Measures for internal IT and IT security governance and management

Change management procedures and tracking mechanisms designed to test, approve and monitor all changes to Greenhouse’s technology and information assets.

Measures for certification / assurance of processes and products

Organisational management and dedicated staff responsible for the development, implementation and maintenance of Greenhouse’s information security program.

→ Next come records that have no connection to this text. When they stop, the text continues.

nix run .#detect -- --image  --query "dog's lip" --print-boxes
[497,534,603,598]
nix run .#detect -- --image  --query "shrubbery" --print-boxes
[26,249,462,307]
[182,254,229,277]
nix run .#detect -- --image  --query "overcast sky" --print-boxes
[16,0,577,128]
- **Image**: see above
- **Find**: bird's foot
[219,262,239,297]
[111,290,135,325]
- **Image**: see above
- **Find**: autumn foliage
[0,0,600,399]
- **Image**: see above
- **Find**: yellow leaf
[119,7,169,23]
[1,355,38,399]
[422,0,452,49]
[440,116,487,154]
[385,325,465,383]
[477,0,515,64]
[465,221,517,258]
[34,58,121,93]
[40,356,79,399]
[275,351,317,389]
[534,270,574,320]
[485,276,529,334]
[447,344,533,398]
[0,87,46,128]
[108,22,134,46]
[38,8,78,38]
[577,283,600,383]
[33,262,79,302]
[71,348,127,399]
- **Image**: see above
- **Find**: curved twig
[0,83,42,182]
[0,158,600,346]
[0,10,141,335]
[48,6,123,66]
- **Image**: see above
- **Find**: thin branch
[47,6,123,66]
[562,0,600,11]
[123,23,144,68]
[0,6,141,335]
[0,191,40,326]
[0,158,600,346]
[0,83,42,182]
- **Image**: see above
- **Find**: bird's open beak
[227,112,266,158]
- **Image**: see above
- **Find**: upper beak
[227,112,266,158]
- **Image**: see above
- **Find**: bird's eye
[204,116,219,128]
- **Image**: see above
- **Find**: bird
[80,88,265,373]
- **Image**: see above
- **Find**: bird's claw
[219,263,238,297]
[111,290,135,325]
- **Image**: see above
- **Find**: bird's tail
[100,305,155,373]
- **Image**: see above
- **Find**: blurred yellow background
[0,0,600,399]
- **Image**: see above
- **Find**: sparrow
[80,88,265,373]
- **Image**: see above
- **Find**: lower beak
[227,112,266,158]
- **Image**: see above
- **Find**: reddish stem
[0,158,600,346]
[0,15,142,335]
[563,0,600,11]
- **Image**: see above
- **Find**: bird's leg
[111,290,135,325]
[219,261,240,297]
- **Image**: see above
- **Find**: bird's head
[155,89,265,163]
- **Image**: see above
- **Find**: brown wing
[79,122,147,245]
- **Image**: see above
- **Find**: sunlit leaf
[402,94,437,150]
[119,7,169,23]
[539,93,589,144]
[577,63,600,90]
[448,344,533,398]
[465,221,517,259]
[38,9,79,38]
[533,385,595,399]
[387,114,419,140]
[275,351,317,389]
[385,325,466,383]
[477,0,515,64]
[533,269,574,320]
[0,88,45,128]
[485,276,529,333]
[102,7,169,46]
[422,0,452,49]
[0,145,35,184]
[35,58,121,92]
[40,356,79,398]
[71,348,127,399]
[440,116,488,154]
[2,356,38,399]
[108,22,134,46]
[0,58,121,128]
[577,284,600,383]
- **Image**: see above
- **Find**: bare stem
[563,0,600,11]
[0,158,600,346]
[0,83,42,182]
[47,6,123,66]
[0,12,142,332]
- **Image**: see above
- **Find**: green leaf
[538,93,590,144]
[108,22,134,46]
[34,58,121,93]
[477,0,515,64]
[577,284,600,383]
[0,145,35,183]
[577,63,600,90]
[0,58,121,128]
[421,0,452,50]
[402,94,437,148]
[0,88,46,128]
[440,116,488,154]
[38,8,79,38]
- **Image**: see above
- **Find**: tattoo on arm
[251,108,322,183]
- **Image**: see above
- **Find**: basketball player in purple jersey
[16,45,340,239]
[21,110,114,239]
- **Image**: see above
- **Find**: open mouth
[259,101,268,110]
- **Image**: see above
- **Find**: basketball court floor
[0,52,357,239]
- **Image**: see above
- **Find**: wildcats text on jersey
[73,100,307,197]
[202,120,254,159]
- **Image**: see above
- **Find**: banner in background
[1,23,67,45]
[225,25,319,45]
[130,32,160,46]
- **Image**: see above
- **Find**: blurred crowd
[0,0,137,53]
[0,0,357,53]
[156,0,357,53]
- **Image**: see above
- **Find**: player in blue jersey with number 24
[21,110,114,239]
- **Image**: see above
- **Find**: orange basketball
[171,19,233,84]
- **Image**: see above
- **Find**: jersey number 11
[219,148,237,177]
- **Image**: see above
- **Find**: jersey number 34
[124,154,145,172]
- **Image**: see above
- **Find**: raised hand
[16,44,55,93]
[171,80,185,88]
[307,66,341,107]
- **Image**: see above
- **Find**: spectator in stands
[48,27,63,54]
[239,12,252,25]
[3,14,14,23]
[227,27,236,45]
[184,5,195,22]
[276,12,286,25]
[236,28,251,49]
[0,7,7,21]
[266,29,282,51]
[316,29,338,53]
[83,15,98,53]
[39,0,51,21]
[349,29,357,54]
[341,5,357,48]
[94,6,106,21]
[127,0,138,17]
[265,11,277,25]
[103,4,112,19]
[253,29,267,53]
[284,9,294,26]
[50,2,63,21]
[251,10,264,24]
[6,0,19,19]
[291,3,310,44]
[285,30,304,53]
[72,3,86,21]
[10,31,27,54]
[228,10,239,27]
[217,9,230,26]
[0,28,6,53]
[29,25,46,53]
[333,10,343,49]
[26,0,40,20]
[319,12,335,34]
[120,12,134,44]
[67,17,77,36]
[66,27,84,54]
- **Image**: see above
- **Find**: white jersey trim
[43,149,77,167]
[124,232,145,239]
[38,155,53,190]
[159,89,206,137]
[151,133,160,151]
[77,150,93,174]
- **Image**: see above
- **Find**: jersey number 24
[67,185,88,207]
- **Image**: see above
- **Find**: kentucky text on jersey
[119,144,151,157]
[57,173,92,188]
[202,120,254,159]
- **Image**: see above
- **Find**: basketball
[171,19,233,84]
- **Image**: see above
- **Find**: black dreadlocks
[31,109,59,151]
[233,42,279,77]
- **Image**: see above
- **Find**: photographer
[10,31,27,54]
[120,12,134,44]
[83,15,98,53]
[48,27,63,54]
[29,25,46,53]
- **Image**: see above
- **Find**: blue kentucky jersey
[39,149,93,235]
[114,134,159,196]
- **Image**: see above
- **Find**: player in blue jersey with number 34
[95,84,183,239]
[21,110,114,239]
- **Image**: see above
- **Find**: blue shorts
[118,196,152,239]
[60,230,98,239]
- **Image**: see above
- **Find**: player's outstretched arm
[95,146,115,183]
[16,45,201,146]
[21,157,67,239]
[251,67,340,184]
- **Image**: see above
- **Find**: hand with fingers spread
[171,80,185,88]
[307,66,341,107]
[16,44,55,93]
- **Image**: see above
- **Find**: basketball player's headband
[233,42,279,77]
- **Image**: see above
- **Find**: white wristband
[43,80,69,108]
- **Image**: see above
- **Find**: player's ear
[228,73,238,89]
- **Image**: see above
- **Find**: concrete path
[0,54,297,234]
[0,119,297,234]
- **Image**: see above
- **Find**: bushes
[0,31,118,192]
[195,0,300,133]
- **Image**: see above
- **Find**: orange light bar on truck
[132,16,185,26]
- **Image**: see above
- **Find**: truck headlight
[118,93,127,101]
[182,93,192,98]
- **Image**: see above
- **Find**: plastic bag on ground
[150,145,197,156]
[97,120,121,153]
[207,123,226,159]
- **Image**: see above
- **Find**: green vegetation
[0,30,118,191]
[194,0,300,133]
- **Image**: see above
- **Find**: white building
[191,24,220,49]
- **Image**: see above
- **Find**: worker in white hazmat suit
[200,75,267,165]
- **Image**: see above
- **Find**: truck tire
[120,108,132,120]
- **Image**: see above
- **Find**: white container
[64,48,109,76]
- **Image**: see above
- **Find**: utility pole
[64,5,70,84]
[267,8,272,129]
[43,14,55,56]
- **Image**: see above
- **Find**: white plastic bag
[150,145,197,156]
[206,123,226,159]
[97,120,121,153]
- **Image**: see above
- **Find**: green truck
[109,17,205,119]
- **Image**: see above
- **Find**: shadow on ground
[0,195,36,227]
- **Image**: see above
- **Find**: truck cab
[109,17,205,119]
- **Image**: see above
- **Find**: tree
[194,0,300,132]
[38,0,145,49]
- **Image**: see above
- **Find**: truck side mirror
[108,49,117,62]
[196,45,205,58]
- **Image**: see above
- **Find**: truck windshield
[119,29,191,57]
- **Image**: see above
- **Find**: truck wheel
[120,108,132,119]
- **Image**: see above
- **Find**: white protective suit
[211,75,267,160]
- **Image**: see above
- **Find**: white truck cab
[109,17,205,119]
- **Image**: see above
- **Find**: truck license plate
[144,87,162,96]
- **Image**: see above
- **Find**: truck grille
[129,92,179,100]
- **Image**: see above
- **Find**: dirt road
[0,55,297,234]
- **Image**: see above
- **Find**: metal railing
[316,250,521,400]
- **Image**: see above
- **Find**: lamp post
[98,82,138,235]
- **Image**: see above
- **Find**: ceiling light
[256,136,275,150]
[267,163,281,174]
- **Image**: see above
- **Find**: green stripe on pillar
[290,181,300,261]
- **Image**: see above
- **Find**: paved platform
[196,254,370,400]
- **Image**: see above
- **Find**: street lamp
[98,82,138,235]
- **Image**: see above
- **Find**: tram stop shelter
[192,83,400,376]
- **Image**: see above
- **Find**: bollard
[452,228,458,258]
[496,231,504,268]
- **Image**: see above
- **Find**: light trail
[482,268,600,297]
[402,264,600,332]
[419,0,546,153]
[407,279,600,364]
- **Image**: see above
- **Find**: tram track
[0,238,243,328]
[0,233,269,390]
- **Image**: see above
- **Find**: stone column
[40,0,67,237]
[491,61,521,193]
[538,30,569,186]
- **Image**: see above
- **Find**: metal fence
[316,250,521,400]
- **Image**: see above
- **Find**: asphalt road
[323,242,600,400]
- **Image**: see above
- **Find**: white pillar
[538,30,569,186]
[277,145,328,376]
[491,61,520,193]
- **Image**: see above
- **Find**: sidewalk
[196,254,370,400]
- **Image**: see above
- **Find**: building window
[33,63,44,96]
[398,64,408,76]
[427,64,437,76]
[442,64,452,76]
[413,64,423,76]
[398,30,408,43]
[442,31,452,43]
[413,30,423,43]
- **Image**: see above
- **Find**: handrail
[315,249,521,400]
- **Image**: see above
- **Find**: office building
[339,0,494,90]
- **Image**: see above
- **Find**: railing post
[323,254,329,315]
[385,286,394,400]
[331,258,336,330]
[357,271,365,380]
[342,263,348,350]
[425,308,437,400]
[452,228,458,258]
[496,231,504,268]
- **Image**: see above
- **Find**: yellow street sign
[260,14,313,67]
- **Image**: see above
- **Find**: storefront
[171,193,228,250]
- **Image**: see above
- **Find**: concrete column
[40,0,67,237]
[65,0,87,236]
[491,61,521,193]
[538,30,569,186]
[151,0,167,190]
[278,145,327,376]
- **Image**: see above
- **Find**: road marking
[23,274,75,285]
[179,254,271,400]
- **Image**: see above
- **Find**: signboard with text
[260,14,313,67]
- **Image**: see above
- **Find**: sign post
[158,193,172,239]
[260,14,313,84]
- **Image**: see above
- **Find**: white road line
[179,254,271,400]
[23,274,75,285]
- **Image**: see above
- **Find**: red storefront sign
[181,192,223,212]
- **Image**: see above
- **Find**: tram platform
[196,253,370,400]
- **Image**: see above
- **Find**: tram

Measures for ensuring data minimisation

Not applicable to Greenhouse. Greenhouse is processing the personal data on behalf of the Controller for the sole purpose of providing services to the Controller for the duration of the services agreement entered into between the Greenhouse and the Controller. The Controller has complete control over the collection, modification, and deletion of personal data (subject to the data retention section, below).

Measures for ensuring data quality

Not applicable to Greenhouse. Greenhouse is processing the personal data on behalf of Controller for the sole purpose of providing services to Controller for the duration of the services agreement entered into between Greenhouse and Controller. Greenhouse does not have the ability to monitor the quality of the personal data.

Measures for ensuring limited data retention

Controller is permitted to set its own retention rules per a dedicated feature within the application and can self-service delete the personal data it has collected at any point during the term of the underlying services agreement entered into between Greenhouse and Controller. All personal data in Controller’s account is automatically deleted ninety (90) days following expiration or termination of the services agreement, or earlier upon Controller request, subject to Greenhouse’s standard 30-day backup schedule.

Measures for ensuring accountability

Greenhouse takes responsibility for complying with the EU GDPR and the UK GDPR, at the highest management level and throughout the organisation. Greenhouse keeps evidence of the steps taken to comply with the EU GDPR and the UK GDPR. Greenhouse puts in place appropriate technical and organisational measures, such as: (i) adopting and implementing data protection policies (where proportionate), (ii) putting written contracts in place with organisations that process personal data on its behalf, (iii) maintaining documentation of its processing activities, (iv) implementing appropriate security measures, (v) recording and, where necessary, reporting personal data breaches, and (vi) carrying out data protection impact assessments for uses of personal data that are likely to result in high risk to individuals’ interests. Greenhouse reviews and updates its accountability measures at appropriate intervals.

Measures for allowing data portability and ensuring erasure

Greenhouse has in-app functionality to allow customers to create “Candidate Packets” for each job applicant containing all data about the job applicant that the customer configures to be captured. This can easily be downloaded in a CSV file format that can be sent to the data subject.

When a customer deletes data within the application, it is simultaneously deleted from Greenhouse’s database, subject to a 30-day backup retention period.

For transfers to (sub-) processors, also describe the specific technical and organisational measures to be taken by the (sub-) processor to be able to provide assistance to the controller (and, for transfers from a processor to a subprocessor, to the data exporter).

Greenhouse Self-Service Features

At all times during the term of the underlying services agreement, the Controller will have access to its own Greenhouse account and the ability to delete or modify any personal data stored therein. Any deletions or modifications by Controller will automatically be reflected in Greenhouse’s databases as well. In addition, Greenhouse has an in-application feature that will permit Controller to delete the entirety of an applicant’s profile with one click, and an additional feature that will allow Controller to download a portable file of an applicant’s personal data that can be easily sent to the applicant.

Annex III

Subprocessors

As at the Effective Date of this DPA, Controller has authorized the use of the following Subprocessors listed in Greenhouse's subprocessors in use page.